Second grade: to practice using "There is/are" and prepositions, I made a worksheet that was an empty room. I told the class it was MY room and to draw objects in the room according to my description ("There is a calendar on the wall, telephone on the bookshelf, etc."). Then I checked by asking them ("Is there a _____ in my room?"). Then I handed them a worksheet with 2 rooms on it. The top room was theirs and they had 5 min. to fill it with 5-6 items. Then they paired up and drew their partner's room in the bottom listening to an English description. In the middle, they had to write the description out in English. This was pretty fun and I was reminded of the need to give the kids a time limit on activities. If I don't cut them off.. they never get started. Procrastinator teaching the procrastinators- yikes!!

Third grade can be REALLY tough. These kids are NOT as in to silly as the first graders, that was clear on day one. They also have senioritis... BIG TIME. I usually teach with 2 other teachers because in all their other English classes, they are split into ability levels. This makes teaching them together a potential for nightmare. Fortunately even in the most anti-class classes, there are some really terrific kids. Some of the third graders are just totally neat. They make me grin even after a whopper of a class. Anyway, last week's class: we started by reviewing a doctor/patient conversation out of the text ("Hi. What's wrong?" "I have a headache" and so on). Then, using a sheet I drew up, the kids had 10 minutes to practice MY version of the dialogue (added useful vocabulary and phrases like "My ___ hurts.") They got points for each person they spoke with (1 point for same gender, 2pts for guy/girl, 3 pts for practicing with a teacher).
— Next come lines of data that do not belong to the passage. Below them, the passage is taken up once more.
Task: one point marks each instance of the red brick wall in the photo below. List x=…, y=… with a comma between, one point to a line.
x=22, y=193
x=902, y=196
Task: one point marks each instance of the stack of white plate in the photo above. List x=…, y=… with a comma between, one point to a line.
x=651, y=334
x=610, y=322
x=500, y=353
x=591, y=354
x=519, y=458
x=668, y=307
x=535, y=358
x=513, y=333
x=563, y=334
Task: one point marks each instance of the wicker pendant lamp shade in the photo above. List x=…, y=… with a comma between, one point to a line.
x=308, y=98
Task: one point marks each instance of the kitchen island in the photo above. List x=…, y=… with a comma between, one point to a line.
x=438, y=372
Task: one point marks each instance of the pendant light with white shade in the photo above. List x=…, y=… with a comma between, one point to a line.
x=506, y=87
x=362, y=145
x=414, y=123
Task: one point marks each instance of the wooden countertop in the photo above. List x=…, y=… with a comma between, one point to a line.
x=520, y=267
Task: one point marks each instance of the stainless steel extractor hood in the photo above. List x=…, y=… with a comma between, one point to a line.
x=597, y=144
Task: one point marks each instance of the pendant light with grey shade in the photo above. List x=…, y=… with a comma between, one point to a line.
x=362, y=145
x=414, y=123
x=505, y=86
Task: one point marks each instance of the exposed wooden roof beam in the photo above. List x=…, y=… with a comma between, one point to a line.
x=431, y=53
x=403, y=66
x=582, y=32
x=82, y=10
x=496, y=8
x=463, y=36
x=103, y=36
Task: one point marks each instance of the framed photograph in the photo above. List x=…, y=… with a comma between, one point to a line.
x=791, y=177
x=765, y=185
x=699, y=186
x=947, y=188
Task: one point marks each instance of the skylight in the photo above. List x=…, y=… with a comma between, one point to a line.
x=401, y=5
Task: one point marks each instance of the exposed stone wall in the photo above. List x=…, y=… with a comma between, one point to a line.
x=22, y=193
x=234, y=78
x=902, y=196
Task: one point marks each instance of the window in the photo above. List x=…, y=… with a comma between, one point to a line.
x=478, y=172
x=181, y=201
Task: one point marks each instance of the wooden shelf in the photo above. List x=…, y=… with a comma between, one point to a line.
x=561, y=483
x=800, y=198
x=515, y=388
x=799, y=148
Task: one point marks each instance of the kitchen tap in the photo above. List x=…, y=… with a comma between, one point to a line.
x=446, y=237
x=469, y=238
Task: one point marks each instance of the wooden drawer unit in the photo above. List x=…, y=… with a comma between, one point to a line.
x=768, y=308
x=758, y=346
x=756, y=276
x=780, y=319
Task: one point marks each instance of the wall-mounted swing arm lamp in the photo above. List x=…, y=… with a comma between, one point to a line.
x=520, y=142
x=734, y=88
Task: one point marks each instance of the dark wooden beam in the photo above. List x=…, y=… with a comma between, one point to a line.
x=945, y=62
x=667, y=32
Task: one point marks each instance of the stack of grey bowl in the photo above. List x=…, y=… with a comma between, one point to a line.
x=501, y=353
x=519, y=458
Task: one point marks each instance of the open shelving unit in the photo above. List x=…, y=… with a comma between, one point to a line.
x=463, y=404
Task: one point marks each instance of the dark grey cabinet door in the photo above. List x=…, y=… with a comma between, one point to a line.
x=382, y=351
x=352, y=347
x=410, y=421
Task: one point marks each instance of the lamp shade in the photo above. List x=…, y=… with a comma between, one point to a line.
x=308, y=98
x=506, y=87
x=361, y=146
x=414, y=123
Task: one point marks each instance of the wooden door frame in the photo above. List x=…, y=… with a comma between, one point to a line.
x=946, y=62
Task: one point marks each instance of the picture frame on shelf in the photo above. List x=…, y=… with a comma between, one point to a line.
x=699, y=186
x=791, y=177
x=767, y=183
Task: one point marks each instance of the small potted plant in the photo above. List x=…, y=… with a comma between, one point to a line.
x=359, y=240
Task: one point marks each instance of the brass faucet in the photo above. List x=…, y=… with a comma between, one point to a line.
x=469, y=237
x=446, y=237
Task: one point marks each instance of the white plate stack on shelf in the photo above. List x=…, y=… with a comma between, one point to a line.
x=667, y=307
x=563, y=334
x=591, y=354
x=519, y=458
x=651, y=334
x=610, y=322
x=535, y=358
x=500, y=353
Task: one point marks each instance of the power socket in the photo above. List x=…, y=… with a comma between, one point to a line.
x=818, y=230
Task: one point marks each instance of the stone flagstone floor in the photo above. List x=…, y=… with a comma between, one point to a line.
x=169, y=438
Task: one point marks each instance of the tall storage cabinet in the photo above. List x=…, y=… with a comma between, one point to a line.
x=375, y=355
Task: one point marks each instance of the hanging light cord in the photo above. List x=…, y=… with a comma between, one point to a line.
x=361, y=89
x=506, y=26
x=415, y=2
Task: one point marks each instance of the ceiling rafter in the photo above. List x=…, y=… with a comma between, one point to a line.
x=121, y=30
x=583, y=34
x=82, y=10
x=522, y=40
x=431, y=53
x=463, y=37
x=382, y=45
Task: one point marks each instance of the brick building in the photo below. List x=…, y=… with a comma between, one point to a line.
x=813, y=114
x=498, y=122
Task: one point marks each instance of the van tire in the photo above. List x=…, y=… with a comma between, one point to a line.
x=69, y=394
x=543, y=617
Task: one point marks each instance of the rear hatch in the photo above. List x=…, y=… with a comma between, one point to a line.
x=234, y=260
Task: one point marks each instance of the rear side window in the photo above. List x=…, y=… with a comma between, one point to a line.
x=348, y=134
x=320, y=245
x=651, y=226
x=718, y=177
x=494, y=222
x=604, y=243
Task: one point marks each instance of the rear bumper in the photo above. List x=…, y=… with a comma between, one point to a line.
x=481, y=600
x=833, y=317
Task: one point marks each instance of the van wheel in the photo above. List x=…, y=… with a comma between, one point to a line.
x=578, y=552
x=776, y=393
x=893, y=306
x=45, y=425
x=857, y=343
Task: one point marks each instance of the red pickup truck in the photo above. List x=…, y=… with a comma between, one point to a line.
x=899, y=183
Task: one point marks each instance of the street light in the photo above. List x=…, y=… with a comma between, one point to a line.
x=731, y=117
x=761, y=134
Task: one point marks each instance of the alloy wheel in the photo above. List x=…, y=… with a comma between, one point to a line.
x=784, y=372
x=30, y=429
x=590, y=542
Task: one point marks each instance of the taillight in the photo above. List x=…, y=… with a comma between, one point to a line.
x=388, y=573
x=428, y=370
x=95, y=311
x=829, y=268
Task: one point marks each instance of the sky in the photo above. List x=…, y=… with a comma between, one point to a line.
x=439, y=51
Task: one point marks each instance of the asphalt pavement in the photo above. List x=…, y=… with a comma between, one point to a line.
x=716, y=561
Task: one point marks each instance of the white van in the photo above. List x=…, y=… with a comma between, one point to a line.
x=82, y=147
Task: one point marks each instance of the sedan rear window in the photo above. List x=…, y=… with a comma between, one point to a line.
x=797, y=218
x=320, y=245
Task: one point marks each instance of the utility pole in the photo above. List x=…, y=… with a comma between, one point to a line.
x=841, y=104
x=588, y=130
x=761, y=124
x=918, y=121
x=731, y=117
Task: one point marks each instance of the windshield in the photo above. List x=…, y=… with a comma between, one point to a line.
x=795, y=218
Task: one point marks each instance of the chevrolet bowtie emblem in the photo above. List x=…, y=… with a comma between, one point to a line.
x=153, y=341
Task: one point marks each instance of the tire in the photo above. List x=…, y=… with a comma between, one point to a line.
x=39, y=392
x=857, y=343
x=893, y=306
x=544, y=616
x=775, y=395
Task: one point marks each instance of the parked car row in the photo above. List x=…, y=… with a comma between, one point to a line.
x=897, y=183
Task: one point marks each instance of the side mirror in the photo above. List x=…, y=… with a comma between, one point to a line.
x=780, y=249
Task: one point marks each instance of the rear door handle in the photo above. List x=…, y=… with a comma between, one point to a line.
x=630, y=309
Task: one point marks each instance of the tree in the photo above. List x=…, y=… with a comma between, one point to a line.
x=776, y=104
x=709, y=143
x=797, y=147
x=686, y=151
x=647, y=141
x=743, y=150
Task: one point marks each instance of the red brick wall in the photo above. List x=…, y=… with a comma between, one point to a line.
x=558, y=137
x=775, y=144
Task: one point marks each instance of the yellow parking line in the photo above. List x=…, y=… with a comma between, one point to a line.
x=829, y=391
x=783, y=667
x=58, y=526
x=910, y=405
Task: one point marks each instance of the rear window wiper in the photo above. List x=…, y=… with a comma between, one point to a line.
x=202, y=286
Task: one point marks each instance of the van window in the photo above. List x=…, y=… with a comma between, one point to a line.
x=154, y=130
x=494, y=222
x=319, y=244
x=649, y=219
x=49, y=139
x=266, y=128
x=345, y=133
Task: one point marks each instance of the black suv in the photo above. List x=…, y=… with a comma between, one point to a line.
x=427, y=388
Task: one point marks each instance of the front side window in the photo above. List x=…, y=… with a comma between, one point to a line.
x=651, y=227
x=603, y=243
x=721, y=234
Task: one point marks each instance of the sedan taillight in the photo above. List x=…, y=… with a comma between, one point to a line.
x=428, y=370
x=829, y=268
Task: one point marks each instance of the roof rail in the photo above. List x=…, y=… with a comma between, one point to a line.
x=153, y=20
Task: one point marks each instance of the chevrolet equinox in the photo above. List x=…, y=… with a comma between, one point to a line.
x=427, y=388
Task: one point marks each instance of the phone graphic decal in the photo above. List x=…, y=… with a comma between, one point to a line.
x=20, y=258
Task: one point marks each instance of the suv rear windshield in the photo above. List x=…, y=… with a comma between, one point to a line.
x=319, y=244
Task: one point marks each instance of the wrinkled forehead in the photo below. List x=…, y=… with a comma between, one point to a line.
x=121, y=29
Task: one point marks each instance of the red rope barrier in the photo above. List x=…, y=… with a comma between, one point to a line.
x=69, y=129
For the second half of class, we made 8 groups (I am still trying to get the classes used to counting off to make groups.. who'd have thunk?) and each group got the same copy of a version of the Paul Bunyan story. Then they each got a question from one of the teacher. They had to answer the question, tell it in a complete sentence to a teacher then get a new one. This sounds lame, but was great excercise in skimming for keywords and meaning for kids who have been taught to read by translating every word literally. Doubt any of them learned much about Paul Bunyan... but the stories in the text are much weirder so it probably didn't phase them! I may go back to tall tales at a different time.
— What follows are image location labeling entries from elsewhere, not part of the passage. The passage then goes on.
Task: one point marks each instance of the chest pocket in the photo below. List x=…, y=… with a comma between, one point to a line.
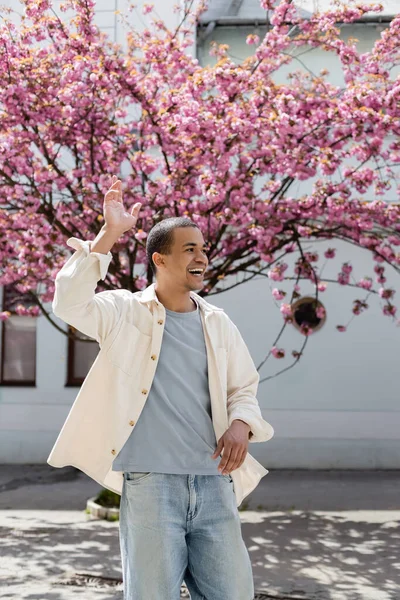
x=222, y=359
x=129, y=349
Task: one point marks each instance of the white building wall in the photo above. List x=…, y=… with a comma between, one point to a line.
x=338, y=408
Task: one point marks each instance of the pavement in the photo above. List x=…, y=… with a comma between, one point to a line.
x=311, y=535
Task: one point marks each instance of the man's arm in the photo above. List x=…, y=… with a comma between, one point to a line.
x=242, y=385
x=75, y=300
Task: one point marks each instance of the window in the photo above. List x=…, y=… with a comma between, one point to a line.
x=308, y=314
x=81, y=356
x=18, y=342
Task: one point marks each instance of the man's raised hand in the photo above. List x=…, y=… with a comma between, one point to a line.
x=115, y=216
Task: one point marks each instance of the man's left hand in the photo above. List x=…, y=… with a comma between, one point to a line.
x=235, y=442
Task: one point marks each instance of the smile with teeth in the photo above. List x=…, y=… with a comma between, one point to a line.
x=197, y=272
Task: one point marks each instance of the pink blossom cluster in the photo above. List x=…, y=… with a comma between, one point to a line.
x=200, y=140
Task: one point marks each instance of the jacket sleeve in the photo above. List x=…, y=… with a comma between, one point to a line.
x=75, y=300
x=242, y=385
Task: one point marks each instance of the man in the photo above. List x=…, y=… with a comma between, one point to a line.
x=178, y=362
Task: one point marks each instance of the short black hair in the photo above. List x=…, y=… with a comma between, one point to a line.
x=161, y=236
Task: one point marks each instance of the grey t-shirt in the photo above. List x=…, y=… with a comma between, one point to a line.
x=174, y=433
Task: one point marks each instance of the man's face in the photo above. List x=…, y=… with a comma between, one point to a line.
x=188, y=252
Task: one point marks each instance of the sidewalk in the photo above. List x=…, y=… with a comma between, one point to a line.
x=311, y=535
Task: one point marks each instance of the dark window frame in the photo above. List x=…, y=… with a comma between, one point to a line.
x=14, y=382
x=73, y=381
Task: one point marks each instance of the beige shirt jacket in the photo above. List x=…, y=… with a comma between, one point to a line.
x=129, y=329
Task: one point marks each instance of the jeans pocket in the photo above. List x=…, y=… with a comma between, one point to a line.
x=136, y=476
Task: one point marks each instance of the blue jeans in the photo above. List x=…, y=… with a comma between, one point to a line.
x=176, y=528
I had a great week last week which basically means I got through all my lessons and the kids were involved throughout the class. I had fun and they had fun, which is a bonus. During my non-class hours (which are more frequent than class hours) I read student journals and write messages back, work on my lessons and materials for the next 2 week cycle, tweak/write notes about the current ones, work on my monthly English bulletin board, create the weekly English puzzle that hangs from my bulletin board (usually a crossword/word search or something similar with seasonally appropriate word that the kids earn lotto tickets for completing and then can enter themselves in the montly lotto for handmade cookies.. handmade by me, of course!) read e-mail, read the news, surf the internet, and study Japanese. It isn't crazy busy but it has been enough to keep me happy, interested and challenged so far this year. I also have plenty of free time to spend enjoying other stuff: traveling, hiking, reading, skiing, running and studying among others. And yes, in case you haven't heard.. I am staying another year.